Communication circuit 604 may be configured to transmit and receive information utilizing one or more communication protocols (e.g., TCP/IP) and one or more communication networks including a local area network (LAN), a wide area network (WAN), the Internet, a wireless data network (e.g., a Wi-Fi, 3G, 4G/LTE, or 5G network). Memory 606 may include a storage medium (e.g., a non-transitory storage medium) configured to store machine-readable instructions that, when executed, cause processor 602 to perform one or more of the functions described herein. Examples of the machine-readable medium may include volatile or non-volatile memory including but not limited to semiconductor memory (e.g., electrically programmable read-only memory (EPROM), electrically erasable programmable read-only memory (EEPROM)), flash memory, and/or the like. Mass storage device 608 may include one or more magnetic disks such as one or more internal hard disks, one or more removable disks, one or more magneto-optical disks, one or more CD-ROM or DVD-ROM disks, etc., on which instructions and/or data may be stored to facilitate the operation of processor 602. Input device 610 may include a keyboard, a mouse, a voice-controlled input device, a touch sensitive input device (e.g., a touch screen), and/or the like for receiving user inputs to apparatus 600.
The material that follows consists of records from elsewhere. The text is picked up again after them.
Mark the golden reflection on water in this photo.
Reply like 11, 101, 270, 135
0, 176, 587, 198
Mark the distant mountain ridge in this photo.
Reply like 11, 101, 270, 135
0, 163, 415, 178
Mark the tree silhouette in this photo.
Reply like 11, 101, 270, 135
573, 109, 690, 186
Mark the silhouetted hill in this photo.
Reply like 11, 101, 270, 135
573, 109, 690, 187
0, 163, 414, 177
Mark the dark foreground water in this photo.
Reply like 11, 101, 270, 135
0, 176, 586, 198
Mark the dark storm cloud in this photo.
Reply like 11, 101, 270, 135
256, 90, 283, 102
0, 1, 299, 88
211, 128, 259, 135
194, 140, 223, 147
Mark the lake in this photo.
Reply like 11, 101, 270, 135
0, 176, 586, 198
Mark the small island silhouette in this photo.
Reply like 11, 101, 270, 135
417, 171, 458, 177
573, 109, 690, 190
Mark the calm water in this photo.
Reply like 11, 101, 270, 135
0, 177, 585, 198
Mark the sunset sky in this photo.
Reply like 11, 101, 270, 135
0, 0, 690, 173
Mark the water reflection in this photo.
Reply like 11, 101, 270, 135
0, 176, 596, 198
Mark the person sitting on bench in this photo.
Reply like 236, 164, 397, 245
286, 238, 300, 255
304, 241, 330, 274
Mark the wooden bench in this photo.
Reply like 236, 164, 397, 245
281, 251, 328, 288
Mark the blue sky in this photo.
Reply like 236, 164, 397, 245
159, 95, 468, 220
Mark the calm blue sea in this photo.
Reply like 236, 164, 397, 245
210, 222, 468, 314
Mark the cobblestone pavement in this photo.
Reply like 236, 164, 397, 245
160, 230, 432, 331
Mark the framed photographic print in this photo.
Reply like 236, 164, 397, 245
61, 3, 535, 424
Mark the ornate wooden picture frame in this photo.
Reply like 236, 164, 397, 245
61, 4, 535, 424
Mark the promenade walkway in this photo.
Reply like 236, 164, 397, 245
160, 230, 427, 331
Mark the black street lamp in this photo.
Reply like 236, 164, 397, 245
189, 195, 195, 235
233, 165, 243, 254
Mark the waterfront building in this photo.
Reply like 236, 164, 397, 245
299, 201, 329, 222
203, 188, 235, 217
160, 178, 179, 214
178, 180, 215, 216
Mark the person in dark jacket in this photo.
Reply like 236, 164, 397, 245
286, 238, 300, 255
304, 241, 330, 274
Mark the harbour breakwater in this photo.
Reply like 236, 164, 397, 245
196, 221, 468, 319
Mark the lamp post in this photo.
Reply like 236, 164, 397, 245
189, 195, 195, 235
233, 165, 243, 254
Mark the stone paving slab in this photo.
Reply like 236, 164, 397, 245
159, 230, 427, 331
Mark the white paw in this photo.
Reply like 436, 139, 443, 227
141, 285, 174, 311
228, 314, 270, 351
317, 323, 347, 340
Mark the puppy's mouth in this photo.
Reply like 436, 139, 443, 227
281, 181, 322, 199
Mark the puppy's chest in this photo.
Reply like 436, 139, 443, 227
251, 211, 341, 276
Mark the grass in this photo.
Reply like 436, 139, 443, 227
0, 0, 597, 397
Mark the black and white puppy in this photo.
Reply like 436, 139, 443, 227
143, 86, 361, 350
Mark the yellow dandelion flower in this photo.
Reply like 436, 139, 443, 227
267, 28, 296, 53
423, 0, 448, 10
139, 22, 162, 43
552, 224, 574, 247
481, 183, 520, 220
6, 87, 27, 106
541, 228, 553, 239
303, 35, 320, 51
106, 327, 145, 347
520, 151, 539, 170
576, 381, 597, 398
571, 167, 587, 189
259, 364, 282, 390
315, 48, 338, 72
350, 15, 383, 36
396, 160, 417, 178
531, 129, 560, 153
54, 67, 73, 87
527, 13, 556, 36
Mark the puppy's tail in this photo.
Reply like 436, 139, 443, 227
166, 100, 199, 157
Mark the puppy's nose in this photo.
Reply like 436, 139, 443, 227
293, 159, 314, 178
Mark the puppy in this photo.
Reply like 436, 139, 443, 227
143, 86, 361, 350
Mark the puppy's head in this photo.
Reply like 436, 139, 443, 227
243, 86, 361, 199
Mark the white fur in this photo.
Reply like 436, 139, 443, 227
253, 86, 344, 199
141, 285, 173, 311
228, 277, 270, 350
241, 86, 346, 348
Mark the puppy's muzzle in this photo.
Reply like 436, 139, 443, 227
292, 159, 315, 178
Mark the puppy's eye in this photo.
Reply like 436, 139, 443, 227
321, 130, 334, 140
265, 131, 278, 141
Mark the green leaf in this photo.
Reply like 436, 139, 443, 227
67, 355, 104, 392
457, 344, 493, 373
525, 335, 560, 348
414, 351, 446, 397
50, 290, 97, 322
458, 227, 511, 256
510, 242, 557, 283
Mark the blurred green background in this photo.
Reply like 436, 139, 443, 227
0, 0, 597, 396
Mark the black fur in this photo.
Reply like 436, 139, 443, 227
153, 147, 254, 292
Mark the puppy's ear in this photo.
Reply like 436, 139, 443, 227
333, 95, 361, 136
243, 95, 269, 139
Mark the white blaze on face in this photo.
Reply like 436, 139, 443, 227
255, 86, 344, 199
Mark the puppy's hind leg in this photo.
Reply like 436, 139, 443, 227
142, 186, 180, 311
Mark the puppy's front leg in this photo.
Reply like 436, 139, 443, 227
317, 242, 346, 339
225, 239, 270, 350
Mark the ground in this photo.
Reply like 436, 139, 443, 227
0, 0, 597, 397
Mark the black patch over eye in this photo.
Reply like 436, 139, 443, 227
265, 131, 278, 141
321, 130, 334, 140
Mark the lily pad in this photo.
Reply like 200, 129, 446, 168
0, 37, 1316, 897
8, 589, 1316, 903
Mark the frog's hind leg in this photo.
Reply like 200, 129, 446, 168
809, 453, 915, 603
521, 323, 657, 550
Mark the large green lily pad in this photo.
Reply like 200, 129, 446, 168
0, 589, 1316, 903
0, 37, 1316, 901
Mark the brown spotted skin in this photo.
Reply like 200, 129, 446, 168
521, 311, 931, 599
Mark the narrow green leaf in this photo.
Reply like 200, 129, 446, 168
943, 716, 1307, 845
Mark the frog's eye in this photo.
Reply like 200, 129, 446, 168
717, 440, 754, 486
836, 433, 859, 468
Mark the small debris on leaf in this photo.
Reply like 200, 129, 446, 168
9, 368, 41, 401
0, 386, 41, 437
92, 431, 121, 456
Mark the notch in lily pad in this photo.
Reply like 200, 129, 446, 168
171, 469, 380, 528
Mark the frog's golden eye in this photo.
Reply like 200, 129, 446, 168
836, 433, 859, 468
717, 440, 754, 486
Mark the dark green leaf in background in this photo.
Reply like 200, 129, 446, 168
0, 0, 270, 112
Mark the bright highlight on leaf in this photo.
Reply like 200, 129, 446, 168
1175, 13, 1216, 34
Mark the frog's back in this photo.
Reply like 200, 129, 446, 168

It should be noted that apparatus 600 may operate as a standalone device or may be connected (e.g., networked, or clustered) with other computation devices to perform the functions described herein. And even though only one instance of each component is shown in
While this disclosure has been described in terms of certain embodiments and generally associated methods, alterations and permutations of the embodiments and methods will be apparent to those skilled in the art. Accordingly, the above description of example embodiments does not constrain this disclosure. Other changes, substitutions, and alterations are also possible without departing from the spirit and scope of this disclosure. In addition, unless specifically stated otherwise, discussions utilizing terms such as “analyzing,” “determining,” “enabling,” “identifying,” “modifying” or the like, refer to the actions and processes of a computer system, or similar electronic computing device, that manipulates and transforms data represented as physical (e.g., electronic) quantities within the computer system's registers and memories into other data represented as physical quantities within the computer system memories or other such information storage, transmission or display devices.
It is to be understood that the above description is intended to be illustrative, and not restrictive. Many other implementations will be apparent to those of skill in the art upon reading and understanding the above description.